As a further nod to Plato’s Allegory, shadows dance across the walls thanks to the massive chandelier-like structure that hangs over the space. Equally chilling is the following doctor’s office scene, staged with cold exaggeration. Clinical voices and sterile gestures captured the disorienting mix of care and alienation that defines so many medical encounters for disabled people.
Other moments, however, felt less fully realized. The ensemble known as ‘The Sads’, meant to trap Iris in their winding, despairing choreography, did not achieve the weight they seemed to promise. Their fluid, classical phrasing created a sense of entanglement, but the dread never fully materialized.

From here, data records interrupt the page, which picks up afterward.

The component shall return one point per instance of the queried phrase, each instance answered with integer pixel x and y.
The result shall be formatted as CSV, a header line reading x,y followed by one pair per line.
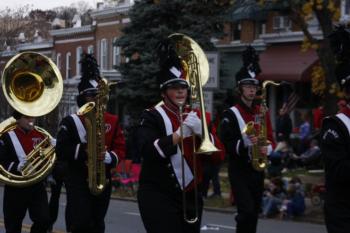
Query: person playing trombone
x,y
246,182
169,197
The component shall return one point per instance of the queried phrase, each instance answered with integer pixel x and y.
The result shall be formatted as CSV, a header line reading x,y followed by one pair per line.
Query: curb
x,y
233,211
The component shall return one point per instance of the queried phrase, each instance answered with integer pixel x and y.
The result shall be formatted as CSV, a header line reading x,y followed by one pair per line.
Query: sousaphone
x,y
32,85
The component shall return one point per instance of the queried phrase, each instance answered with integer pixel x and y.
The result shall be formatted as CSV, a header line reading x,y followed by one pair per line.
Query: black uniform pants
x,y
54,204
247,186
86,211
162,212
16,203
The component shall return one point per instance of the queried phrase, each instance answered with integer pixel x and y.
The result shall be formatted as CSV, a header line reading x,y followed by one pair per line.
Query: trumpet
x,y
196,63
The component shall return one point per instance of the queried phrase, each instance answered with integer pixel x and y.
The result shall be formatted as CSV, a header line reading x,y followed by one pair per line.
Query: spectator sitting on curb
x,y
273,196
294,205
311,157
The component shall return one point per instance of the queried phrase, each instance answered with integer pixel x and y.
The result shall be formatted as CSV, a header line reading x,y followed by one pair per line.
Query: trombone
x,y
196,63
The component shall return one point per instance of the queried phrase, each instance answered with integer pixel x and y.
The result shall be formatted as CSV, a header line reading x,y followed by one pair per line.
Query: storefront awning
x,y
287,63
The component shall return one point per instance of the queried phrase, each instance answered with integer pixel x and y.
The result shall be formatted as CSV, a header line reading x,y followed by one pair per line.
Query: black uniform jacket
x,y
231,135
335,147
72,150
157,169
8,156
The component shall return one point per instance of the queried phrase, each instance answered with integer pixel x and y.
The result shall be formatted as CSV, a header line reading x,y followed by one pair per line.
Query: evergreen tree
x,y
152,21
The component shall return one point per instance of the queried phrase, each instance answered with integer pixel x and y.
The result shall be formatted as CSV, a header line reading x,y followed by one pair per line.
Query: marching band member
x,y
15,145
87,211
160,194
246,182
335,146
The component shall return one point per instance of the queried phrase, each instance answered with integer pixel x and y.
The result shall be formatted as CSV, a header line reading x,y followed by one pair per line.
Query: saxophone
x,y
93,113
259,160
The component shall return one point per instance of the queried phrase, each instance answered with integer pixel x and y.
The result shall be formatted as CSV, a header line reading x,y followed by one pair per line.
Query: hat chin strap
x,y
170,104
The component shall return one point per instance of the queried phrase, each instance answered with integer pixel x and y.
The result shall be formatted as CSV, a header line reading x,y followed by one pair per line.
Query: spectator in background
x,y
341,105
304,133
273,196
294,204
318,115
283,125
311,157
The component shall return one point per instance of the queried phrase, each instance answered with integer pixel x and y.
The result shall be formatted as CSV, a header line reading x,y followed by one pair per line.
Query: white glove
x,y
53,141
108,158
186,131
246,140
194,123
51,180
21,165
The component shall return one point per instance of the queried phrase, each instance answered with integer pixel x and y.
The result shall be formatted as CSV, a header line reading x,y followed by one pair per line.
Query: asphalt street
x,y
124,217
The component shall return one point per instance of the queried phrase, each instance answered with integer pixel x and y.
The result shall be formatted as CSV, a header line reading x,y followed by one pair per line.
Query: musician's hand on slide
x,y
253,139
193,122
107,158
263,150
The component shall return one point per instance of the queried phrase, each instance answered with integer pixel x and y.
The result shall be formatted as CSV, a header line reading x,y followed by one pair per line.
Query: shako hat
x,y
172,71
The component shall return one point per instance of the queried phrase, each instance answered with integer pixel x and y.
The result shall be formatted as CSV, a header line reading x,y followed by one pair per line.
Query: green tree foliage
x,y
152,21
327,13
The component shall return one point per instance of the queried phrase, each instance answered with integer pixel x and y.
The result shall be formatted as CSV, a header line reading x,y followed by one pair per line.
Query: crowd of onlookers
x,y
282,197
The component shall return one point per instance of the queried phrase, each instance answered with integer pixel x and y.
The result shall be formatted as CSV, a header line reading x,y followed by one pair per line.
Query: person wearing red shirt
x,y
159,139
15,145
86,210
246,182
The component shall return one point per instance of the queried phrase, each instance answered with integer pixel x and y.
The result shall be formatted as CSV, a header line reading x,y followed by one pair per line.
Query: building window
x,y
91,49
347,7
79,52
68,67
116,54
235,31
58,61
281,24
103,60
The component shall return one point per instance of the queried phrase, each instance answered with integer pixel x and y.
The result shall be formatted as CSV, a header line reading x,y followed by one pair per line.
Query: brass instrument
x,y
259,161
32,84
194,59
95,129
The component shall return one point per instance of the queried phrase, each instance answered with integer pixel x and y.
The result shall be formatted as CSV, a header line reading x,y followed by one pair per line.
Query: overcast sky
x,y
43,4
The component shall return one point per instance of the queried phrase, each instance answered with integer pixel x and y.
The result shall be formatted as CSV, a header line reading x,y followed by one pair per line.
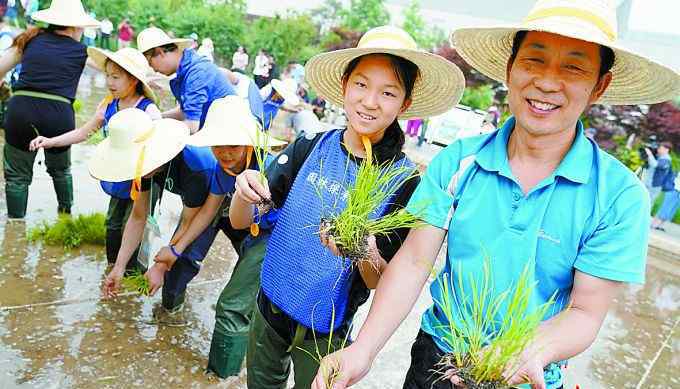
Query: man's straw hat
x,y
136,145
438,88
287,89
131,60
67,13
230,123
636,79
155,37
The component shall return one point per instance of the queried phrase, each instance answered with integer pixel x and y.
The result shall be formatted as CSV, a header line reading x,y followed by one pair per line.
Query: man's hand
x,y
112,282
166,257
342,368
156,277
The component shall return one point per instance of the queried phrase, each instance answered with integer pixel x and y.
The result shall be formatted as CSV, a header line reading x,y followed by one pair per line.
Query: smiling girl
x,y
308,294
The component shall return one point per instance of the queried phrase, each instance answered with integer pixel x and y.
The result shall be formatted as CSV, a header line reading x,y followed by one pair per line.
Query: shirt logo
x,y
543,235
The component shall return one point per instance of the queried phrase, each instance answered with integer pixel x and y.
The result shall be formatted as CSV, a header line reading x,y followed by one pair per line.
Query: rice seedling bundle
x,y
136,282
483,346
71,232
374,185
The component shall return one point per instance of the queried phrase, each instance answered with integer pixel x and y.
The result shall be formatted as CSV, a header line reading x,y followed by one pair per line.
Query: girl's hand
x,y
40,142
250,188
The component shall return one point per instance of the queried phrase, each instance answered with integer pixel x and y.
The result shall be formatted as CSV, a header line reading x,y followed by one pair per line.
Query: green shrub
x,y
71,232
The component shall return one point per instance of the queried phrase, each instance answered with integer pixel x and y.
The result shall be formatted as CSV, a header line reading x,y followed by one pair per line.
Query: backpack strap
x,y
453,183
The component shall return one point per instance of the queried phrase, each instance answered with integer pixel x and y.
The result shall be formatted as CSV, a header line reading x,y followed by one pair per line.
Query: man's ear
x,y
600,87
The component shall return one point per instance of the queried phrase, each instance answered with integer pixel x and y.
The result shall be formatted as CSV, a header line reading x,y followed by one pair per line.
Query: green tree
x,y
363,15
287,37
426,37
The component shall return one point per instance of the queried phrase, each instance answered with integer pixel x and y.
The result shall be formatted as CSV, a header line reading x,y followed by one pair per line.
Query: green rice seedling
x,y
136,282
95,138
261,149
71,232
330,373
483,347
374,184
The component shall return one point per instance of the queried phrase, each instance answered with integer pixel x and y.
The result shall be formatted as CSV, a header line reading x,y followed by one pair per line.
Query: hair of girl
x,y
406,72
22,39
139,87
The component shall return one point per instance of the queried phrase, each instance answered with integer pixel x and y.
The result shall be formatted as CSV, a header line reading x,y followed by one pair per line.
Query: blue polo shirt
x,y
591,215
198,83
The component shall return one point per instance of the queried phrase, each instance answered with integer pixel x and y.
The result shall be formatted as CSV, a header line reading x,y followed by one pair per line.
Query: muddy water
x,y
56,332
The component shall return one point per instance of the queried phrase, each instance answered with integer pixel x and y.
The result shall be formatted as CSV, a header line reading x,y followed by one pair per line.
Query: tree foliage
x,y
362,15
426,37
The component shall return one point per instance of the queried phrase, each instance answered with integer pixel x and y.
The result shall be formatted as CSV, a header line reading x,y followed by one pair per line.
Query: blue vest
x,y
299,275
119,190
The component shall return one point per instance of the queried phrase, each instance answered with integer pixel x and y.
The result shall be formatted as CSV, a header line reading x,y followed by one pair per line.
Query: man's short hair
x,y
607,55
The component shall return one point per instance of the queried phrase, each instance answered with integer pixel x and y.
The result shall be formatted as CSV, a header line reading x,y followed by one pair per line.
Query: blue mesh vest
x,y
299,275
119,190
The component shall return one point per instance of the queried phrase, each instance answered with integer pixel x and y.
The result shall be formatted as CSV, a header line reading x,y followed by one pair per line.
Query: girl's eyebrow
x,y
386,85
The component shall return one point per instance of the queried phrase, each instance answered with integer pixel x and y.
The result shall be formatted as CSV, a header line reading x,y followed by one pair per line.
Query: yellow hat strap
x,y
581,14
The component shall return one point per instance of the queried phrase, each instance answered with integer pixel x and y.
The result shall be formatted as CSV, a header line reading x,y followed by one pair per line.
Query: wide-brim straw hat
x,y
155,37
131,60
287,88
66,13
437,89
635,78
136,145
229,122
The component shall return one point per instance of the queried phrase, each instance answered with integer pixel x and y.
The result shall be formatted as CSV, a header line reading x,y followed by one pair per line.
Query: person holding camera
x,y
660,166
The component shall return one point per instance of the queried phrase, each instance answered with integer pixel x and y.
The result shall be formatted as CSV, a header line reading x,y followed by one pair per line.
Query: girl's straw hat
x,y
67,13
131,60
230,123
136,145
287,89
155,37
438,88
636,79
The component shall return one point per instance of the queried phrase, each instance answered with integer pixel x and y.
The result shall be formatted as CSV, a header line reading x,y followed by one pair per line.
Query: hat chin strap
x,y
249,157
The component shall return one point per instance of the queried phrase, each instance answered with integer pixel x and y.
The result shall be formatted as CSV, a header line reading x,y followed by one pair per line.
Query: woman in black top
x,y
52,60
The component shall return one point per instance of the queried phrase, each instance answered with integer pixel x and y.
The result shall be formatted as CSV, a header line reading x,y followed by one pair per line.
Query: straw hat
x,y
136,145
438,88
287,88
230,123
155,37
636,79
131,60
67,13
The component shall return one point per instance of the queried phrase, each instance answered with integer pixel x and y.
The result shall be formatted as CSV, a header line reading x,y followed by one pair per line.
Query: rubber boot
x,y
227,354
59,168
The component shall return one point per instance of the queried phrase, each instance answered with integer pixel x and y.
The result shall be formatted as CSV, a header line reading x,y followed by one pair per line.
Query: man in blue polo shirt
x,y
198,81
534,193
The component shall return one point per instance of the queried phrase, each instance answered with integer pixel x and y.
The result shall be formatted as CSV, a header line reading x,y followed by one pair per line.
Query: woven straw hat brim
x,y
99,56
116,165
635,79
438,88
181,44
49,16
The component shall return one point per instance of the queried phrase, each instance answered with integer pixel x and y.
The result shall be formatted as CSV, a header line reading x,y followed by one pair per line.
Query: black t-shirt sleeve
x,y
283,170
389,244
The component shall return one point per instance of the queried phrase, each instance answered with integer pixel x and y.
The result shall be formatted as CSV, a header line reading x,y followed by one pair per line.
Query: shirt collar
x,y
575,166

I longed for a more contemporary vocabulary with more suspension, more collapse, more melting of time. I don’t believe that the classical ballet vocabulary used contains the full range to embody the lethargy and suffocation viscerally enough. By contrast, the dancers’ portrayal of blind joy in the flowing white slips was luminous and playful, offering an example of the efficacy that The Sads lacked.
Act 2
In the second act, a band of misfits called the ‘techies’ bring Iris a device that looks like a headset with a bulky, visor-like front. Iris pleads for the techies’ help as they promise this device will get her back to her old life.
The technology captures visual information from the world and converts it into audio, intending to ‘compensate for’ and even ‘fix’ Iris’s blindness. However, the auditory description from this device is cold, rigid, and limiting, reducing Iris’s sensory experience rather than expanding it.
This technology embodies a design philosophy that frames blindness as a deficit to be corrected, rather than a difference of perception. The contrast is stark: while the IDA used in the play opens new, embodied ways of knowing, the headphones impose on Iris a narrow, prescriptive method of perceiving the world.
This explicit critique underscores one of the production’s central messages: accessibility technologies risk reinforcing the very barriers they claim to break down if they fail to respect the unique modes of experience of the people they are meant to serve.
Ultimately, Rainbow on Mars is a landmark work. Healey challenges our preconceptions of disability, theatre, and dance by presenting a blind perspective not as a limitation to work around, but as a heightened state of awareness we can learn from.